Technical debt is a frequent topic in blogs covering agile software development. But it’s not the only type of debt incurred by software development teams. There’s no shortage of ways for software developers to dig deep holes for themselves.
This post explores other forms of debt that lie in wait for the unsuspecting development team. You may knowingly choose to incur short-term debt with the intent to pay it off before it gets too large. Alternatively, you may choose to avoid any indebtedness so you’ll never have to deal with repayment issues. It’s up to you.
If you decide to take on some debt to meet a critical deadline or satisfy a business need, document it and keep track of it. If the product or service you’re supporting is short lived, the debt won’t matter. If you find yourself adding many new features and upgrades, the debt will likely have to be paid off eventually.
Some of the following debt types are subsets of technical debt (i.e. defect, performance and size) while others represent different types of debt (i.e. backlog, competitive, learning, testing and useability). Some are more sinister than others but they are all formidable challenges.
Software Development Debt Types
Backlog debt – The story backlog just keeps growing. The team does a reasonably good job of delivering completed stories but they arrive at an even faster rate.
Recommendation: Either expand the software development team (this may require adding another team) or push back on the product owner and the stakeholders encouraging them to focus on what really matters in the software.
Competitive debt – Your company’s competition gets new products and services to market faster than you and grows its market share.
Recommendation: Your team is too slow. You need to crank it up. Consider adding more (and better) people. Avoid seeking perfection in the product or service. Make sure the software is “good enough” and move on.
Defect debt – The bug count keeps increasing despite the team’s best efforts to fix bugs.
Recommendation: Your team is sloppy. Make good engineering practices a priority. Focus on preventing defects using pair programming, code reviews, test-driven development and related techniques.
Learning debt – New technologies and tools are appearing yet the team continues to use what it knows and lacks the skills it needs to adopt new ones.
Recommendation: Allocate time for training, learning and experimenting. Just do it. Identify technologies and tools that will benefit the company. Make a strong argument for acquiring the skills and push for them.
Performance debt – The software system’s response time keeps increasing. It takes longer and longer to perform routine tasks.

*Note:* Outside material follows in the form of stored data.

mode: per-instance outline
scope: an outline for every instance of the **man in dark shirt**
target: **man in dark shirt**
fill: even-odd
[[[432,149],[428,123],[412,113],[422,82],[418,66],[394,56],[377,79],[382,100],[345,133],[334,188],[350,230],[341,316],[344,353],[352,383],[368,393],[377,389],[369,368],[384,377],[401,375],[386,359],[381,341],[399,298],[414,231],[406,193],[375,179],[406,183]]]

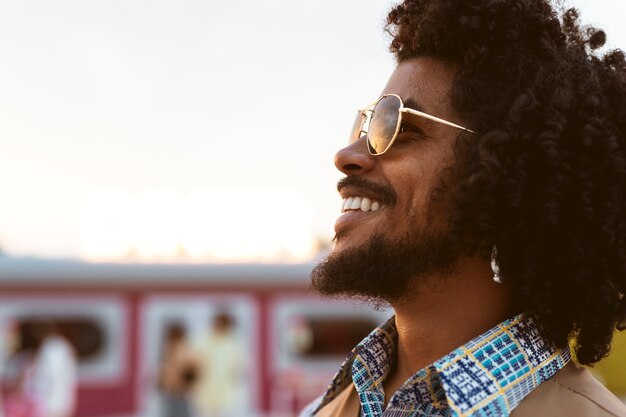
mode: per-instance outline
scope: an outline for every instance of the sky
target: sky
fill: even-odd
[[[0,247],[302,261],[394,68],[383,0],[0,0]],[[620,1],[574,1],[626,47]]]

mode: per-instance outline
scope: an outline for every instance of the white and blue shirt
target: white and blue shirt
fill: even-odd
[[[302,411],[313,417],[350,384],[361,417],[509,416],[542,382],[570,361],[523,315],[506,320],[411,376],[385,406],[383,381],[397,340],[395,318],[372,331],[350,353],[326,393]]]

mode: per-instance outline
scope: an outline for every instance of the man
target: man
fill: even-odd
[[[545,0],[406,0],[388,24],[398,65],[335,157],[312,281],[395,316],[301,415],[626,416],[579,365],[626,321],[624,54]]]

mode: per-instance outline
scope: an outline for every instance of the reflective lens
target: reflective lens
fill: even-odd
[[[402,102],[396,96],[384,96],[372,109],[367,132],[367,144],[372,155],[384,153],[399,128]]]

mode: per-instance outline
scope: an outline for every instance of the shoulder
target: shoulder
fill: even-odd
[[[626,405],[591,373],[569,363],[531,392],[512,417],[626,417]]]
[[[323,395],[317,397],[316,399],[314,399],[313,401],[311,401],[309,404],[306,405],[306,407],[304,407],[302,409],[302,411],[300,411],[300,414],[298,414],[298,417],[311,417],[314,415],[315,410],[317,410],[317,408],[319,407],[320,403],[322,402],[322,399],[324,398]]]

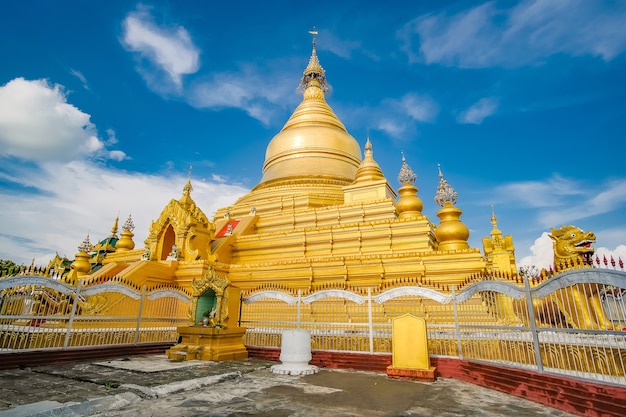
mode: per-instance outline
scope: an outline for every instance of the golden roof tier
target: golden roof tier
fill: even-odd
[[[343,202],[341,187],[351,184],[361,163],[358,142],[326,103],[324,69],[315,40],[300,82],[303,100],[267,146],[261,182],[240,203],[277,196],[325,196]]]

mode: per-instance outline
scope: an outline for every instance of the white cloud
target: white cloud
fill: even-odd
[[[321,32],[319,39],[320,42],[317,43],[318,49],[330,51],[345,59],[350,58],[352,52],[361,48],[361,42],[339,39],[332,32],[326,30]]]
[[[587,183],[554,175],[545,181],[506,184],[498,187],[496,193],[499,207],[519,211],[518,224],[509,230],[514,238],[528,236],[534,230],[574,224],[596,234],[597,248],[624,244],[626,229],[622,225],[622,213],[626,209],[626,178]],[[605,228],[606,224],[612,227]],[[549,240],[535,241],[530,252],[525,246],[516,244],[519,265],[545,267],[552,259]],[[549,256],[546,251],[550,252]]]
[[[626,245],[618,245],[615,249],[609,249],[605,247],[596,248],[596,255],[598,256],[598,260],[601,263],[601,266],[604,265],[604,258],[607,260],[607,267],[612,267],[611,258],[615,261],[615,266],[619,268],[619,260],[622,260],[622,263],[626,263]],[[595,256],[594,256],[595,259]]]
[[[113,159],[114,161],[123,161],[124,159],[129,159],[128,156],[126,156],[126,153],[122,151],[109,152],[109,158]]]
[[[289,78],[285,65],[295,68],[293,63],[277,61],[269,63],[268,68],[248,64],[238,72],[214,74],[190,85],[185,93],[186,99],[197,108],[241,109],[267,126],[281,108],[298,100],[295,93],[297,80],[294,79],[293,88],[285,82],[271,81]]]
[[[168,92],[168,86],[180,90],[182,76],[198,71],[200,51],[184,27],[159,26],[146,8],[129,13],[122,27],[123,45],[152,64],[138,69],[153,90]],[[164,81],[161,72],[167,74],[171,83],[161,84]]]
[[[63,87],[16,78],[0,87],[0,156],[70,161],[101,156],[90,115],[69,104]]]
[[[568,223],[622,208],[626,205],[626,178],[596,185],[591,190],[585,190],[585,196],[586,198],[580,199],[577,204],[544,211],[540,215],[541,224],[549,226]]]
[[[624,3],[526,0],[508,9],[507,4],[419,16],[398,32],[402,48],[411,62],[464,68],[523,66],[558,53],[609,61],[626,49]]]
[[[536,267],[548,269],[554,263],[554,247],[548,232],[543,232],[530,247],[532,255],[517,261],[517,267]]]
[[[498,109],[498,99],[496,97],[485,97],[472,104],[458,117],[459,123],[479,125],[485,118],[491,116]]]
[[[376,129],[394,139],[406,139],[416,134],[415,122],[433,122],[439,114],[439,106],[428,96],[407,93],[399,99],[384,99],[376,108],[361,110],[361,113],[367,115]]]
[[[87,78],[85,78],[85,76],[83,75],[82,72],[80,72],[78,70],[75,70],[75,69],[70,69],[70,74],[72,74],[74,77],[78,78],[78,80],[83,85],[83,88],[85,90],[89,91],[89,84],[87,84]]]
[[[585,195],[578,180],[564,178],[558,174],[545,181],[512,182],[496,188],[499,201],[515,202],[521,207],[559,207],[561,210],[567,197]]]
[[[399,101],[389,100],[389,103],[418,122],[432,122],[439,113],[439,107],[433,99],[415,93],[407,93]]]
[[[9,174],[5,173],[5,177]],[[143,247],[152,220],[172,198],[178,199],[186,176],[146,175],[105,168],[92,162],[45,163],[40,169],[16,164],[13,183],[37,193],[0,190],[0,259],[47,262],[55,251],[74,257],[89,233],[92,243],[110,234],[115,216],[131,213],[136,247]],[[247,192],[239,186],[193,180],[192,198],[210,216]]]
[[[409,127],[406,123],[392,119],[380,119],[376,123],[375,127],[376,129],[382,130],[387,135],[396,139],[401,138],[407,133],[407,131],[409,131]]]

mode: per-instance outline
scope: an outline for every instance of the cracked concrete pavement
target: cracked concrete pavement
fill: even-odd
[[[329,369],[277,375],[273,364],[150,355],[0,371],[0,417],[572,416],[452,379]]]

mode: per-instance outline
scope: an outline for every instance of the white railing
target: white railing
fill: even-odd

Recommendation: This is similar to defect debt in that good engineering practices will help. Set performance goals, include them in acceptance criteria, and incorporate performance testing into the development process.
Size debt – Memory usage keeps increasing. The software’s footprint keeps growing and as it does, load times get longer.
Recommendation: Memory handling problems can be vexing. They creep up on you and get out of control. Be vigilant. Monitor memory usage during test runs. Identify memory hogging areas of the code and improve them.
Testing debt – The percentage of the system not regression tested keeps increasing. QA has their hands full keeping up with new features.
Recommendation: It’s only natural to focus on testing new features and functions. However, regression testing is almost as important. Hire good testing talent and invest in automated testing tools.
Usability debt – The software becomes more complex and difficult to use. Feature creep produces so many options that many users are overwhelmed.
Recommendation: Usability is often driven by the software developers. Yet, what makes perfect sense to them may be unintelligible to the average consumer or business person. At a minimum, conduct periodic usability reviews and make implementing the feedback a priority.